Wednesday, February 29, 2012

Aleksander Lukashenko

"LandepNews"
EU Recalls Ambassadors From Belarus
Aleksander Lukashenko
Belarus and the European Union stats continued their diplomatic spat over the calling of ambassadors, as the European Union announced on Tuesday it was recalling all its ambassadors from the former Soviet republic in response to the decision made by the authoritarian regime in Minsk to ask the EU and Polish ambassadors to leave.
The move comes after sanctions imposed on Belarus for human rights issues, and is expected to further isolate the country from Europe, and get it closer to the Russian Federation, with which it has an alliance.
Catherine Ashton, EU foreign affairs chief, announced late on Tuesday that all the EU diplomats would be leaving Minsk, hours after the foreign ministry in Belarus announced that the ambassadors from Poland and EU must go. Belarus also said that it was withdrawing its ambassadors from EU and Poland.
Ashton said that the ambassadors were been withdrawn for consultations in the capitals, and that the EU member countries would recall the Belarusian ambassadors to the foreign ministers.
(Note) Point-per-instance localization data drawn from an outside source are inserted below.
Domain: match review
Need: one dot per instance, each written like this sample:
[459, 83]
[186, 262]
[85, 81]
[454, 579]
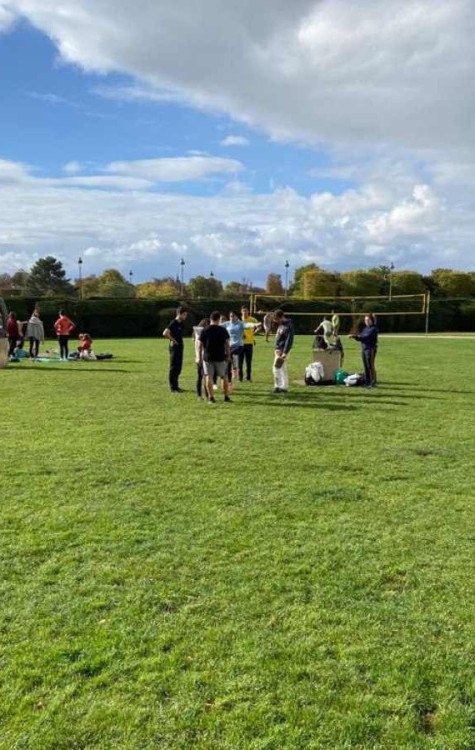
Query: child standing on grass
[63, 328]
[35, 332]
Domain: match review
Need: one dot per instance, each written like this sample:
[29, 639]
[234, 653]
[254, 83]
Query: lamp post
[391, 269]
[80, 262]
[182, 276]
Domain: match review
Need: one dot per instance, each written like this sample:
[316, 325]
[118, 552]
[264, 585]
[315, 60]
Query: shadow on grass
[66, 371]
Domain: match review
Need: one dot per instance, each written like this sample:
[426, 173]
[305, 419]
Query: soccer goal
[346, 307]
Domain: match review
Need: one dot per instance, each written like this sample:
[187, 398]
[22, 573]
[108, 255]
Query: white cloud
[175, 169]
[237, 231]
[333, 70]
[235, 140]
[72, 167]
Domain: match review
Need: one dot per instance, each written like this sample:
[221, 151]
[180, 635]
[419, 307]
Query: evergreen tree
[48, 278]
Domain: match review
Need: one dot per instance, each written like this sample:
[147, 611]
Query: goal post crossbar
[423, 297]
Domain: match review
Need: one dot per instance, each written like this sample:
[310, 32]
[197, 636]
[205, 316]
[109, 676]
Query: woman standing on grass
[368, 338]
[63, 328]
[13, 333]
[197, 331]
[35, 332]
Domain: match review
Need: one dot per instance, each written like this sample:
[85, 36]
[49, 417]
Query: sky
[237, 135]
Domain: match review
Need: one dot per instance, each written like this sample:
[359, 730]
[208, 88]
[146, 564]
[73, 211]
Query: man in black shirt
[174, 334]
[215, 353]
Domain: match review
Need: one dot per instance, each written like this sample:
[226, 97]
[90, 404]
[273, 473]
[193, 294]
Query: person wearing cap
[249, 340]
[284, 339]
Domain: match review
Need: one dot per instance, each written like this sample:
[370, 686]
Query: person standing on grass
[284, 339]
[35, 333]
[197, 331]
[63, 328]
[335, 321]
[249, 340]
[215, 353]
[174, 334]
[368, 338]
[235, 328]
[327, 329]
[13, 333]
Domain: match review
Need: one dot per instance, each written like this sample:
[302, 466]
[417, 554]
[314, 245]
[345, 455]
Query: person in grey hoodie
[35, 333]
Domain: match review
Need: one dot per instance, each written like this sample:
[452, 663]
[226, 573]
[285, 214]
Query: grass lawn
[278, 573]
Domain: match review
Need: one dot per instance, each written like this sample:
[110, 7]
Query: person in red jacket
[63, 328]
[13, 333]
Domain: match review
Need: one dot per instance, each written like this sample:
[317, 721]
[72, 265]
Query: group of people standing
[224, 348]
[33, 330]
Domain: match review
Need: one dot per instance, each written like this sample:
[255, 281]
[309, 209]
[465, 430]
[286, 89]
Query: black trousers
[63, 346]
[200, 385]
[245, 354]
[176, 364]
[368, 356]
[34, 346]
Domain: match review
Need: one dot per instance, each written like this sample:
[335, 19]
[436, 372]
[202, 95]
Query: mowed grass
[278, 573]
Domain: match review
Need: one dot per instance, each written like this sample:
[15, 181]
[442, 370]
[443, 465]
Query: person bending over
[174, 333]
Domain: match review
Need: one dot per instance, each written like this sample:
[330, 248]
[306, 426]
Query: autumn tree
[165, 287]
[204, 286]
[319, 283]
[450, 283]
[111, 283]
[362, 283]
[274, 285]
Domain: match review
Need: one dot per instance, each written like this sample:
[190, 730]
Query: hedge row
[130, 318]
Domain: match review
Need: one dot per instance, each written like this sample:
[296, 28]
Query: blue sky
[317, 131]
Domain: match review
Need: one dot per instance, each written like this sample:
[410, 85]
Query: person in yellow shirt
[249, 339]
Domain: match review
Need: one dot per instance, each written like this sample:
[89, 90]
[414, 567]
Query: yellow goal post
[348, 306]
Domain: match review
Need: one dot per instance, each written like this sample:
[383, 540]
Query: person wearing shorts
[215, 355]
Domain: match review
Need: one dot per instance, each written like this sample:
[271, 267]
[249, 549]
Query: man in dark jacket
[368, 338]
[284, 339]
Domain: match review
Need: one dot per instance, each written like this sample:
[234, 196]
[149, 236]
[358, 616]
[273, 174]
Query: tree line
[47, 278]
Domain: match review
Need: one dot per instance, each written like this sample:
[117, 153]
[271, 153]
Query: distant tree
[5, 282]
[274, 284]
[204, 286]
[296, 288]
[48, 278]
[362, 283]
[20, 281]
[234, 289]
[111, 283]
[89, 286]
[407, 282]
[166, 287]
[450, 283]
[319, 283]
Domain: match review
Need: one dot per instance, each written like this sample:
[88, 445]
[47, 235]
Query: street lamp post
[80, 262]
[391, 269]
[182, 276]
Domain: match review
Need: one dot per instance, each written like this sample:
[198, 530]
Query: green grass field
[279, 573]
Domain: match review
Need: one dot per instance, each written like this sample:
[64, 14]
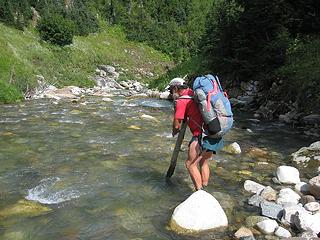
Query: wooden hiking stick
[176, 150]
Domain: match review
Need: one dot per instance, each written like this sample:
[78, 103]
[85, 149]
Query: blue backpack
[214, 105]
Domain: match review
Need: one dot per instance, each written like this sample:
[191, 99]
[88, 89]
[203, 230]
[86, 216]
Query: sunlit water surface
[100, 167]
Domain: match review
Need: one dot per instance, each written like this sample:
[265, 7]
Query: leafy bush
[84, 19]
[300, 74]
[9, 93]
[55, 29]
[15, 13]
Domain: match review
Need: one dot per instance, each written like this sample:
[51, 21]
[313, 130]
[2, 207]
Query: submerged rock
[288, 174]
[233, 148]
[267, 226]
[148, 117]
[305, 154]
[243, 233]
[24, 208]
[288, 197]
[271, 209]
[201, 211]
[282, 232]
[251, 221]
[253, 187]
[289, 214]
[258, 153]
[269, 194]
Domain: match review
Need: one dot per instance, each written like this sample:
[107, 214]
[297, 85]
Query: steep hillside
[23, 56]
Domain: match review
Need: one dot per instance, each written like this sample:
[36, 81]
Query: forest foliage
[266, 41]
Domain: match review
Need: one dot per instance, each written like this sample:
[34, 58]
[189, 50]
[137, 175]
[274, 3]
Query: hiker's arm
[176, 126]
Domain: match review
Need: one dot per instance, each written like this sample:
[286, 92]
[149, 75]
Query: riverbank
[25, 60]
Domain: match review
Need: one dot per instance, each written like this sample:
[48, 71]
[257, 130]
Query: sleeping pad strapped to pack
[214, 105]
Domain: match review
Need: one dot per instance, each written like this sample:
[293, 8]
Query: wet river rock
[200, 211]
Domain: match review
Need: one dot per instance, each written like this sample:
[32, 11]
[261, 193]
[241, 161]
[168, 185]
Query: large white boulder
[200, 211]
[307, 222]
[287, 174]
[267, 226]
[315, 187]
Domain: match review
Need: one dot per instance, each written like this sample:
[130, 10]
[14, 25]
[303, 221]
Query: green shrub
[55, 29]
[84, 20]
[9, 93]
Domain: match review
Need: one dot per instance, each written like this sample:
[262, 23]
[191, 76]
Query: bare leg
[192, 164]
[204, 165]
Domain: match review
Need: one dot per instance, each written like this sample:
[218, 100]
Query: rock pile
[296, 206]
[106, 81]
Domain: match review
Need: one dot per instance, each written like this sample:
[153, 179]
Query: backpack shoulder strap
[218, 81]
[185, 97]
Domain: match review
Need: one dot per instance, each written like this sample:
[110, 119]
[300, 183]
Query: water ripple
[46, 192]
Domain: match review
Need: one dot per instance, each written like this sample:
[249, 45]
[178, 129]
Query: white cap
[176, 82]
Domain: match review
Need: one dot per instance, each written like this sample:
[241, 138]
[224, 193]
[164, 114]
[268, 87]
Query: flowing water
[98, 169]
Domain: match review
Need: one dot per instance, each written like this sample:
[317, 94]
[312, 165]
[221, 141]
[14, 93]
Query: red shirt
[187, 107]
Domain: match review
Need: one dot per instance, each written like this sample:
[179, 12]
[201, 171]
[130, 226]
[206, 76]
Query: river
[99, 166]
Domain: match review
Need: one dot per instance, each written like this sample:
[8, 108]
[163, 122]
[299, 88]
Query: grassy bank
[23, 56]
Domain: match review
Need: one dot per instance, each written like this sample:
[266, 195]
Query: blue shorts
[208, 144]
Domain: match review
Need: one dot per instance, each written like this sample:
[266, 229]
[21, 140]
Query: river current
[99, 166]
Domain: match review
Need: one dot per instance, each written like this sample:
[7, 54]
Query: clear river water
[96, 169]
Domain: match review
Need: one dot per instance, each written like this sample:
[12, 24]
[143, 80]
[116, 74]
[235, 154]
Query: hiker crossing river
[95, 169]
Minsk did not make any comment to Ashton’s announcement.
The European Union Council on Monday voted to add 21 names to a list of 200 Belarusian officials who are prevented from traveling to the EU, and face assets freeze. The move comes as a result of the persecution against the opposition in Belarus, following the elections in December 2010, which the opposition consider to have been rigged.
On that occasion, the president Aleksandr Lukashenko got a fourth term in office, and the opposition accused his regime of having tempered with the vote. Many members of the opposition were jailed by the regime.
The president of the European Parliament Martin Schulz decried the move of the Belarusian regime as an “hostile act.” In turn, the German foreign minister Guido Westerwelle said that Belarus is the last dictatorship in Europe and that it was unacceptable to see how the rights of the citizens are being violated in Europe.
The president Lukashenko has been in office since 1994, and has been ruling the country in a Soviet manner, cracking down on opposition and independent media. Though it is member of a Russia-Belarus union, Belarus accused Russia of wanting to steal its national economic assets.
Lukashenko’s double play is well known since the time he was playing the pro-European note before December 2010 in order to impress the people who were expected to vote for him. On that occasion, he succeeded in angering the president Medvedev with his accusations against Moscow.
The Union State, or the Commonwealth of Belarus and Russia, was formed in April 1996, but the union was never completed, mainly because of Lukashenko’s character and of Russia’s need not to be associated with his image.
However, this union was the base for the proposal of the Russian prime minister Vladimir Putin to form a new union, the Eurasian Union, which is expected to be operational by 2015 and to include most of the states that were part of the Soviet Union.